La unidad de RPAS de El Ferral gana operatividad con la verificación de transferencia de control, que permite pivotar desde dos antenas y ampliar su campo de acción.

Hace tan sólo unos días, el INTA e IAI (Israel Aerospace Industries), la empresa que fabrica los Searcher verificaron su capacidad de transferencia de control, que permite a la unidad colocar dos antenas en red en dos puntos del territorio y ampliar así su campo de acción, superando los 400 kilómetros de distancia.

El RPAS es invisible y no se oye y entre sus funciones estará vigilancia del terreno y observación de objetivos.

El GROSA (Grupo de Obtención por Sistemas Aéreos) es el nombre de la única unidad de Inteligencia que opera con drones del Ejército de Tierra y que tiene su sede en El Ferral, en la base Conde de Gazola, aunque su matriz es el Regimiento de Valencia.
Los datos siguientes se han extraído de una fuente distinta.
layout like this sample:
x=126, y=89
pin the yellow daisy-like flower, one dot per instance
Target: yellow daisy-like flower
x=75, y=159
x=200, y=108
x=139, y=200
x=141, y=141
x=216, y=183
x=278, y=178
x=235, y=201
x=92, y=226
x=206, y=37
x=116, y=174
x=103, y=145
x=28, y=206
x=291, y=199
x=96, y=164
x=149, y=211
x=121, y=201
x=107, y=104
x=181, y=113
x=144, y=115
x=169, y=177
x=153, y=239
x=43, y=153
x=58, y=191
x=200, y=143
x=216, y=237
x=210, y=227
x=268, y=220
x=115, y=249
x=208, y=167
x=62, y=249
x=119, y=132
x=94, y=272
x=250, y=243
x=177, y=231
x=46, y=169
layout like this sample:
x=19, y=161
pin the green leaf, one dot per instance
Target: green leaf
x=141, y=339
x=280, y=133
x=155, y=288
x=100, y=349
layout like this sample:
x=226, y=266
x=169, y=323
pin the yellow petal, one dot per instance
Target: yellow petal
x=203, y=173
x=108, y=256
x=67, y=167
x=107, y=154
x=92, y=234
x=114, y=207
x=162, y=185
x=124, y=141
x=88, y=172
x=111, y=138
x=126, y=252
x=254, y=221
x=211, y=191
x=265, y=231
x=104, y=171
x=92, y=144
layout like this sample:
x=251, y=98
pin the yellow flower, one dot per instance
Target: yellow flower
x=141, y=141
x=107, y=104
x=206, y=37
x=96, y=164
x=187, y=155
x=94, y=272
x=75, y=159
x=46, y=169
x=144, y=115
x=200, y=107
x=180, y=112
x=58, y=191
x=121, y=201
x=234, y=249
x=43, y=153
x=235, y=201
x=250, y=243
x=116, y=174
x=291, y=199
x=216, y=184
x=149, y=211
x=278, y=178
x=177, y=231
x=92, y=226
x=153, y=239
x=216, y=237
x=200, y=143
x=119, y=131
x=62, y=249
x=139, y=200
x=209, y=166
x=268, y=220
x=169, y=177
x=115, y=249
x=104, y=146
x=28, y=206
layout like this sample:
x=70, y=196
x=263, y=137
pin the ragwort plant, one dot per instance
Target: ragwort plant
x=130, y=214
Es la única unidad de RPAS de estas características del Ejército español.

Esta singular unidad, que cuenta con pilotos y personal altamente cualificado para operar con los drones Searcher MK III continúa trabajando desde la base transitoria del aeródromo de Pajares de los Oteros, hasta que puedan hacer el traslado definitivo a la Base Aérea de La Virgen del Camino, del Ejército de Aire, ya que aunque forman parte de Tierra, las características de estos aparatos exigen una pista adecuada para su despegue y su aterrizaje.

Ambos procesos son automáticos, aunque como el dron carece de frenos, aterriza de la misma forma que lo hacen los cazas en los portaaviones, con un gancho a un cable.

La jornada de los integrantes del GROSA, que se organizan por turnos de una veintena de militares, arranca con una reunión en la que cada responsable —repartido en los equipos de tierra y de vuelo— presenta las cuestiones del día, como el parte meteorológico, con el viento como uno de los principales condicionantes. Tras la puesta a punta del aparato, se decide si las condiciones de despegue y aterrizaje son las óptimas y también si la meteorología es adecuada en la zona a sobrevolar.

Ayer, aunque el viento de por la mañana permitía despegar, la previsión de vientos de 17 nudos y rachas de hasta 25 para por la tarde abortó la misión 38 y el UAV 106 —o Rapaz 06— se quedó en tierra para evitar los problemas en el aterrizaje.

Altamente cualificados

El 65% de los integrantes del GROSA, que cuenta con cerca de 150 militares, forman parte del equipo de tierra. Son los mecánicos, electrónicos o electricistas que trabajan directamente con el aparato y se encargan de sus cuidados y mantenimiento.

En este grupo también están los bomberos y sanitarios que integran esta unidad de Inteligencia.

El 35% restante forman parte del equipo de vuelo, integrado por los pilotos o los operadores de vuelo y los operados de carga útil, «una cámara de tercera generación que graba tanto de día como de noche y con infrarrojos diurnos y nocturnos», como matizó el capitán Vega.

El 10% de los miembros de esta unidad de Inteligencia son mujeres y todos son personal altamente cualificados para desempeñar funciones complejas y muy técnicas, como los analistas de imágenes.

En enero de este año el GROSA —creada en octubre de 2015— adquirió la capacidad operativa plena y desde entonces ya están preparados para salir a cualquier misión, allá donde se les requiera.